A tal proposito, potremmo ricordare che il rafforzamento nei rispettivi paesi di forze quali Podemos e Syriza è connesso anche alle forme di prossimità che esse hanno saputo costruire con i cittadini, soprattutto con quelli appartenenti alle classi più deboli. In Italia, invece, l’implosione del sistema partitico agli inizi degli anni Novanta ha reciso le connessioni dei partiti stessi con i propri referenti sociali. La mediatizzazione e la personalizzazione della politica sono fenomeni diffusi ovunque, ma in Italia si sono accompagnati a una particolare delegittimazione degli attori intermedi che ha corroso i legami di rappresentanza e impoverito le culture politiche di riferimento. Non è un caso che un movimento lanciato quale geniale provocazione da una popolare trasmissione di Rai 3 (l’ottima “Gazebo”), denominato “Movimento Arturo”, abbia raccolto in pochi giorni più di 45.500 follower su Twitter e quasi 44.000 like su Facebook, dando vita ad un giornale on line “L’Arturita’” e a circoli “Arturo” sparsi in tutta Italia. Come spesso accade, le dimensioni giocose dell’esistenza ci dicono molto di noi. In questo caso, ci indicano una richiesta di appartenenza e condivisione che i partiti di sinistra hanno sottovalutato troppo a lungo.

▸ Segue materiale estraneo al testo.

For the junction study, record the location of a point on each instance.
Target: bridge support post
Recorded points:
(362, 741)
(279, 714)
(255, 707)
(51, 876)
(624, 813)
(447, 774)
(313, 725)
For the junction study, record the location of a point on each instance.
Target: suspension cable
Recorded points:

Come potremmo procedere per provare a non mortificare una volta ancora le richieste dei cittadini che si riconoscono nei valori della sinistra? Servono luoghi di confronto pacato e costruttivo, in cui condividere idee e dove la leadership sia una delle questioni in discussione e non la finalità di ogni discussione. Questa è una sfida difficile che riguarda tutti. A me sembra che Possibile, con la Costituente delle idee organizzata a Roma il 24–26 di febbraio, abbia fatto un primo passo importante. Altri dovranno seguire e altri luoghi dovranno essere edificati al fine di costruire politiche all’altezza della situazione difficile (per molti spaventevole) che caratterizza i nostri giorni.
I nostri “compagni” saranno coloro che hanno voglia di essere i nostri compagni di strada. Pertanto, l’invito deve essere rivolto agli attori sociali e anche alle altre forze politiche che condividono valori e ideali di solidarietà e uguaglianza.
Questa settimana Possibile ha deciso di unire il proprio gruppo parlamentare con Sinistra Italiana. Ieri, il segretario di Possibile, Pippo Civati, ha invitato Pierluigi Bersani a condividere questo percorso. È la strada giusta. Possibile può offrire al confronto le numerose proposte politiche presentate alla Costituente delle idee. E può aggiungere pane, salame e lambrusco, la convivialità e la semplicità che stanno caratterizzando questa comunità politica, con la sua voglia di confrontarsi e condividere idee ed esperienze per migliorare il nostro Paese. È il momento giusto per farlo. Perdere questa occasione sarebbe peggio di un errore. Sarebbe perdere noi stessi.